When not teaching she and Allen traveled the world, visiting every continent, including Antarctica. Together, they succeeded in a most ambitious quest - to cross the border of every county in every state of America! They drove many thousands of miles, criss-crossing the country using dozens of Rand McNally maps carefully planning each trip.

Dorothy moved to Fort Worth in 1983. It was on the stage of Fort Worth Community Theatre, where she was cast with Joan Anderson, that the two met and became friends and writing partners for 36 years. They enjoyed sharing their creative script writing adventures both on and off stage, winning play festivals in theaters across the United States. In 2012 they won first place and performed on stage at the Texas Nonprofit Theater Festival in Tyler, Texas with their 10 minute comedy, Horsing Around Cowtown.

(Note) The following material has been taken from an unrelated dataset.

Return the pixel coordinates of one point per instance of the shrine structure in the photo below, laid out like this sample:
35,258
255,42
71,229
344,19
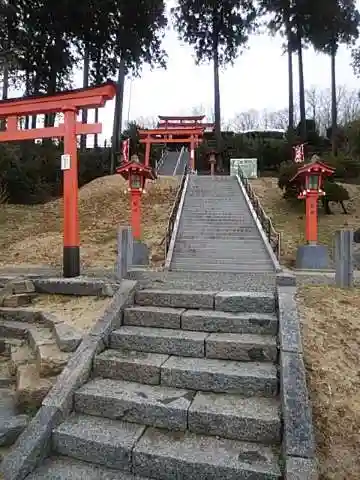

In 2004, the Live Theater League presented Dorothy with the Arts Advocate of the Year Award and in 2009, she was honored with the Elston Brooks Lifetime Achievement Award. She was associated with Circle Theater for many years as a dramaturg, reviewing thousands of scripts for Rose Pearson and performing in many shows, while serving on the board of directors. Dorothy could not remember any extended time in her long life since junior high school - where she learned to type - when she could not be found sitting at a keyboard writing or editing something.

Dorothy and DeeAnn Blair co-founded Artisan Center Theater in 2003. She’d worked with DeeAnn at another theater and had encouraged her to follow the dream she had of opening a family-friendly theater. Dorothy also encouraged DeeAnn’s husband, Rick Blair to get involved. He did and he’s had very little sleep since then.

Dorothy was in the very first production at Artisan as Ousier Beaudraux in Steel Magnolias (2003). She was Bernice Bower in 1-800-For-Advice (2003), Mrs. Savage in The Curious Savage (2005), Abby Brewster in Arsenic and Old Lace (2006), Daisy Werthan in Driving Miss Daisy (2008, 2017), Mattie in Walking Across Egypt (2009), and Grandma Kurnitz in Lost in Yonkers (2014).

When husband Allen passed away in December of 2016, Dorothy was in rehearsal for Driving Miss Daisy at Artisan Center Theater. Typical of her belief that “the show must go on”, she completed the final production and announced that she would not be returning to the stage. Dorothy sold their home in Fort Worth and spent the last years of her extraordinary life at Alexis Estates in Allen, Texas where she was fortunate to find an outlet for her piano-playing talent. She gained many new friends and a wonderful companion in Charles Robert Strong, who was a widower living in the same facility. She is survived by her daughter Julie Robinson (David) of McKinney, TX and son Christopher (Lisa) of Flower Mound, TX and two grandchildren, Josh Robinson (Sarah) of Dallas, TX and Natalie Parrish (Casey) of Houston, TX. Both of Dorothy’s grandchildren followed in their grandmother’s footsteps and are school teachers.